With its long heritage in security, augmented by AI, Vanunu's Web 3.0 dashboard can rapidly identify if a transaction has risk indicators. As he browses through transactions, iTWire saw labels indicating unverified contractors, clients and users on a blacklist, contract creation metadata problems, large transactions, and so on. All this information combines to paint a story and reveal impending rug pull attacks as they build up.
"In Web 3.0 and blockchain the nice thing is everything anyone does is recorded and visible," he said. "If I'm a hacker and I want to do something malicious on Web 2.0 I buy domains, buy DNS, create a malicious web server, redirect places on the Internet and build infrastructure and unleash a campaign so everyone redirects to where I want."
"When someone is being hacked on Web 2.0 and somebody is trying to assist there's a forensic process to look for evidence and assets that were part of this attack. There is lots of investigation. How did it happen? Who was involved?"
By contrast, "in Web 3.0, anyone who creates a contract or wallet, anything that happens on the On-Chain, is recorded. Web 3.0 allows us to see the entire view of the attack and attacker."

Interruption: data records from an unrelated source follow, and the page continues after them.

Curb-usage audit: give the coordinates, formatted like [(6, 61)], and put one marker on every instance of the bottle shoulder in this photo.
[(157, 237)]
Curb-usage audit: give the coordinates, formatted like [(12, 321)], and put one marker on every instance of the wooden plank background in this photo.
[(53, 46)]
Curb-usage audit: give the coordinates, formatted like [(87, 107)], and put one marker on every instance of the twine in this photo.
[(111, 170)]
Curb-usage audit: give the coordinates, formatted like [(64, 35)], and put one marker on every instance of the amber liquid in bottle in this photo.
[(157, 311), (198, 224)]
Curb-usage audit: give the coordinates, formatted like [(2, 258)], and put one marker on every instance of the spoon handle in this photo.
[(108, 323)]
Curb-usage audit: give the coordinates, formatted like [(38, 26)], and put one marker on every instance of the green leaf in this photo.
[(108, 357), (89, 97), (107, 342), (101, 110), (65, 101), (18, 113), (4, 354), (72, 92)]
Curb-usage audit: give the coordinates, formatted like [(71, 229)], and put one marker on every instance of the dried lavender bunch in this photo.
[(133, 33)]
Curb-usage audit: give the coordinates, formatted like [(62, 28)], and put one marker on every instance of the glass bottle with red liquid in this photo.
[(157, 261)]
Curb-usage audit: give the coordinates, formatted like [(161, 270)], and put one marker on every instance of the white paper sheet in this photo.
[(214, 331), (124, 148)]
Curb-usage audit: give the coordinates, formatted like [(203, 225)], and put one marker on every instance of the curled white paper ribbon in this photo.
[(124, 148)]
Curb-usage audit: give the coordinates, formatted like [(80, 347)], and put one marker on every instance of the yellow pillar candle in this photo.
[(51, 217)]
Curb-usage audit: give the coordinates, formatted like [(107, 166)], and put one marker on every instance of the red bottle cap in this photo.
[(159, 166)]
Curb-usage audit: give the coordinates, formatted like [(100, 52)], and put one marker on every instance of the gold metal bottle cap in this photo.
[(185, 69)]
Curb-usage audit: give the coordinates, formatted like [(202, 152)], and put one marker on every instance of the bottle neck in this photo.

Sure enough, Vanunu's tooling allows researchers and interested parties to go back in time. You can see the ByBit attacker build up their infrastructure before unleashing their attack in February. Labels pop up at each point tagging the individual transactions. "These give points in the story but are not strong enough by themselves," he said - until one transaction, which is system flagged as an anomaly detection. "This is the smoking gun. Our product identified transactions to this smart contract looked different to the type this smart contract is otherwise getting."
"We have a real-time system to sit on blockchain networks and see the attacks every day, every hour ... we know what's going on," Vanunu said. "We scan and classify every contract entering the Web 3.0 network and recognise if it is phishing or an abnormality."
And next - "once a payload is executed we can prevent it."
Work is still progressing, but the tech is clearly on track to bring this vision to reality. "We're investing a lot to make it bigger and stronger. We've built AI engines. Now we're building prevention," Vanunu said.
"The plan will be to allow users to use the platform. They won't need to look at the network but will be able to protect their network and smart contracts."
The end product will be available to end users like you or I, as well as vendors. For example, "ByBit can enter the system and attach a smart contract firewall to their smart contracts. Then every transaction will talk to the smart contract with these prevention capabilities attached. Or vendors like CoinSpot and other big networks can say 'ok, I'm now going to secure my wallet or app or platform by Check Point'."
"We will build the infrastructure to be agnostic."
Check Point Technologies has already proven its proof of concept for prevention, and is currently taking the prevention and productising it to be part of the overall Check Point user interface and workflow. Vanunu expects it to be readily available during the third quarter of this year.
"This is the future, real-time preventative On-Chain systems - this is what we've built," Vanunu said.